= Margaretta M. Lovell =

American art historian

Margaretta M. Lovell is an American art historian who serves as the Jay D. McEvoy, Jr. Professor of the History of Art at the University of California, Berkeley. Her research and teaching center on the art and history of the United States, including eighteenth- and nineteenth-century landscape painting, portraiture, decorative arts, furniture, architecture, food, and forests.

==Biography==
Lovell received a B.A. in English from Smith College, an M.A. from the University of Delaware's joint program in Early American Culture with the Winterthur Museum, and a Ph.D. in American Studies from Yale University.

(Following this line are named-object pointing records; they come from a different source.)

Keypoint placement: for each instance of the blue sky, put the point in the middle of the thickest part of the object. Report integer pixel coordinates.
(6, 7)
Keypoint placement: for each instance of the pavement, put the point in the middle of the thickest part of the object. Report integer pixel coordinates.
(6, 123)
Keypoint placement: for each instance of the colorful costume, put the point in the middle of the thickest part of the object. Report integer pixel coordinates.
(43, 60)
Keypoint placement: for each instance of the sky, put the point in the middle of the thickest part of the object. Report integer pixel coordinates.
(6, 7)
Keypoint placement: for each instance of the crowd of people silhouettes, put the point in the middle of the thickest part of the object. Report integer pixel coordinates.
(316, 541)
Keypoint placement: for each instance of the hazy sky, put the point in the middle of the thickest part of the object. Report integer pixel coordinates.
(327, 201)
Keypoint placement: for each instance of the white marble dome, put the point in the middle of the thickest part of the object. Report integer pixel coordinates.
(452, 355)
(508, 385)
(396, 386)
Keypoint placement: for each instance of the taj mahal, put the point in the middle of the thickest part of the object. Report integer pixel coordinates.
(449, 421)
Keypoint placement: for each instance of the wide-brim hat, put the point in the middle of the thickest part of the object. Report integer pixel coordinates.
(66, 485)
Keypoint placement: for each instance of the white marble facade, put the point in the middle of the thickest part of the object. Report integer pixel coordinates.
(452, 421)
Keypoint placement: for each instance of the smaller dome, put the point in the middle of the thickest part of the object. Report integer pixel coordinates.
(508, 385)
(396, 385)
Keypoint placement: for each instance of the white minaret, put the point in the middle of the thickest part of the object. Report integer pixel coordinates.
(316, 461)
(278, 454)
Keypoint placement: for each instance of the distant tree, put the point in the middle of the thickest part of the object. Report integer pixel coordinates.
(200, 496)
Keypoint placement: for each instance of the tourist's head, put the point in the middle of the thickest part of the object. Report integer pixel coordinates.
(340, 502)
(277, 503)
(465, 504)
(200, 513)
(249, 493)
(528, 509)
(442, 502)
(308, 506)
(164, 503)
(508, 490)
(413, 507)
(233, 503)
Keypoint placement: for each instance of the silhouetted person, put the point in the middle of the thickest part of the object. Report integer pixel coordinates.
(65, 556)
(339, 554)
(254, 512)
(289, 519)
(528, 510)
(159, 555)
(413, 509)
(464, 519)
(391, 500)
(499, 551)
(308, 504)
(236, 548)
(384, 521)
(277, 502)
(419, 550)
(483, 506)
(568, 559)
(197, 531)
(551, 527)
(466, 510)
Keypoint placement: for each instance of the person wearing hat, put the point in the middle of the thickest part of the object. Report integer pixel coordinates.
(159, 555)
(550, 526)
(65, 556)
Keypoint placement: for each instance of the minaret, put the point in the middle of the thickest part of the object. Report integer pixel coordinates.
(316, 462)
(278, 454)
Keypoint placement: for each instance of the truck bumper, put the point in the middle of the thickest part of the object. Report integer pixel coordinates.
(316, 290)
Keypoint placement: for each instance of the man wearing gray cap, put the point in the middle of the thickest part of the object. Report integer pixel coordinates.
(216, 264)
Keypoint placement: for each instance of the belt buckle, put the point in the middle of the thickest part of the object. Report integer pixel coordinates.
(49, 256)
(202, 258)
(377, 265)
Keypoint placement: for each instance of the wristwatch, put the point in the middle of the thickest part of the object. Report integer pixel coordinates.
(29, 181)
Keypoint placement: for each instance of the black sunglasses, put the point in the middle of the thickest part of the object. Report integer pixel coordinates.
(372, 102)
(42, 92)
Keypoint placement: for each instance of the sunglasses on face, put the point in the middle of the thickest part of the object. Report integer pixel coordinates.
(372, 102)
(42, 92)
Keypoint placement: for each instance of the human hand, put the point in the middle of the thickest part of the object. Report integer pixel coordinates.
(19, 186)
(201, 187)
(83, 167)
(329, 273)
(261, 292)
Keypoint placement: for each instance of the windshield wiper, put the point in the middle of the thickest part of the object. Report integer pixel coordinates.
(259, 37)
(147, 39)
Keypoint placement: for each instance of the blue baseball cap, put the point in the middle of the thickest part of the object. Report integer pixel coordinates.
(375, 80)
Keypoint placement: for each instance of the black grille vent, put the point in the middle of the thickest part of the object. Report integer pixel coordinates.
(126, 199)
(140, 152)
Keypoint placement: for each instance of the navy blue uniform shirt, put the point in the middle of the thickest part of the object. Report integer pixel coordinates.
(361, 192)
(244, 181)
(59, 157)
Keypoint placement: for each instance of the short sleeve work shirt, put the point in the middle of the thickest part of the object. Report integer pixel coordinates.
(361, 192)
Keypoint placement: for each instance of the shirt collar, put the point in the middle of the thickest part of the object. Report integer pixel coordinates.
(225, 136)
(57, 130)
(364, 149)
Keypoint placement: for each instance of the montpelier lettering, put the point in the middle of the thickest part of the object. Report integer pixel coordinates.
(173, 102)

Institutions where she has held faculty appointments include Yale, Harvard University, the University of Michigan, College of William & Mary, and Stanford University in addition to Berkeley. She has held fellowships from the John Simon Guggenheim Memorial Foundation, the Rockefeller Foundation, the National Endowment for the Humanities, The Huntington Library, and the Terra Foundation for American Art among others.

==Awards==
Honors she has received include, for Art in a Season of Revolution, the Charles C. Eldredge Prize for Distinguished Scholarship in American Art and the 2007 Historians of British Art Prize, and, for A Visitable Past, the Ralph Henry Gabriel Prize of the American Studies Association. The American Antiquarian Society elected her to honorary membership in recognition of scholarly distinction in 2001. She has been recognized for her teaching at both institutional and national levels, receiving UC Berkeley's 2009 Faculty Award for Outstanding Mentorship of Graduate Student Instructors and the College Art Association's 2014 Distinguished Teaching of Art History Award, the profession's highest honor for pedagogy.

==Books==
- Painting the Inhabited Landscape: Fitz H. Lane and the Global Reach of Antebellum New England (Penn State University Press, 2023).
- A Material World: Culture, Society, and the Life of Things in Early Anglo-America (edited with George W. Boudreau, Penn State University Press, 2019).
- Art in a Season of Revolution: The Artist, the Artisan, and the Patron in Early America (University of Pennsylvania Press, 2005).
- A Visitable Past: Views of Venice by American Artists 1860–1915 (University of Chicago Press, 1989).
- Venice: The American View, 1860–1920 (Fine Arts Museums of San Francisco & University of Washington Press, 1984), exhibit catalog.
- American Painting 1730–1960: A Selection from the Collection of Mr. and Mrs. John D. Rockefeller 3rd (Japan Society & Fine Arts Museums of San Francisco, 1982), exhibit catalog.